Roanoke Times Copyright (c) 1995, Landmark Communications, Inc. DATE: MONDAY, March 30, 1992 TAG: 9203300018 SECTION: NATIONAL/INTERNATIONAL PAGE: A-2 EDITION: METRO SOURCE: Associated Press DATELINE: HERZLIYA, ISRAEL LENGTH: Medium
The move dealt Prime Minister Yitzhak Shamir a potentially major setback three months before national elections.
Levy's resignation - delivered in an angry, strongly worded speech to supporters - does not take effect until 48 hours after he hands it to the Cabinet, and his step may be a tactic to force Shamir into giving his faction more clout in the party.
The Cabinet's next scheduled meeting is a week away, so Shamir still has plenty of time to reach a compromise if he wants one.
Nonetheless, Levy's announcement and his rancorous language dramatized the deep split in the Likud party as it heads into the June 23 election against a Labor party that is pulling ahead in opinion polls.
Shamir made no immediate comment. But Benjamin Begin, a Likud legislator who is not in Levy's camp, told army radio, "I hope he does not go through with it."
Levy, 53, is seen as more flexible on the peace talks than the hard-line Shamir, and the two have frequently been at odds over Levy's efforts to sweep aside procedural roadblocks and get the talks going.

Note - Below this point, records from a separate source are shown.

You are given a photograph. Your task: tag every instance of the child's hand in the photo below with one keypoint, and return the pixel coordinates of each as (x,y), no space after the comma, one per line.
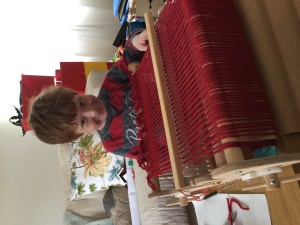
(140,41)
(132,67)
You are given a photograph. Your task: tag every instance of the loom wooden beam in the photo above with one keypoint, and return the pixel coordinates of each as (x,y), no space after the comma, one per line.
(164,103)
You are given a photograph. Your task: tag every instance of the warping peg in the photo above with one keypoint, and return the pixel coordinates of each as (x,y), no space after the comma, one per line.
(150,4)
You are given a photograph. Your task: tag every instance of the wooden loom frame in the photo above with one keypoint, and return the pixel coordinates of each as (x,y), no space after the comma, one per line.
(236,164)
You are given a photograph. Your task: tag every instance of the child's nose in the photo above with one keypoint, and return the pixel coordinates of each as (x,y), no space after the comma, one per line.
(89,111)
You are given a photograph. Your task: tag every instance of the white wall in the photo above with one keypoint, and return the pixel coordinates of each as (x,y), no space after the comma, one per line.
(31,190)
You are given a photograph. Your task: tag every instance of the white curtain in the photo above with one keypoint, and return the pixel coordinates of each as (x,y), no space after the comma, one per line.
(95,30)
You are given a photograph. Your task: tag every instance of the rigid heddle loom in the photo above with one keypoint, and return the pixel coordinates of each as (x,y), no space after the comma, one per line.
(202,101)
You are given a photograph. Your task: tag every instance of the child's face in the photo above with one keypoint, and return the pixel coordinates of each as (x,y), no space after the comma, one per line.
(91,113)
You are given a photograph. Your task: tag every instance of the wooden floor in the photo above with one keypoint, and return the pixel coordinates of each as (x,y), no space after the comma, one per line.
(284,203)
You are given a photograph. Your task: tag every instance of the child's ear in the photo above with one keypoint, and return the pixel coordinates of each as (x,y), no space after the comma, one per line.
(132,67)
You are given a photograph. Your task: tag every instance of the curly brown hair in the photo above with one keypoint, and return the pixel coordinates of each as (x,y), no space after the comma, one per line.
(52,115)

There was speculation that Levy would announce he was quitting the party as well. But he gave no such indication - a further sign he could be leaving his options open in hopes of jolting Shamir into giving his supporters broader party representation.
The Moroccan-born Levy is a symbol to Sephardim - Israelis of Middle Eastern extraction - who make up Likud's main constituency. Without Levy, Likud could lose Sephardic votes to Labor.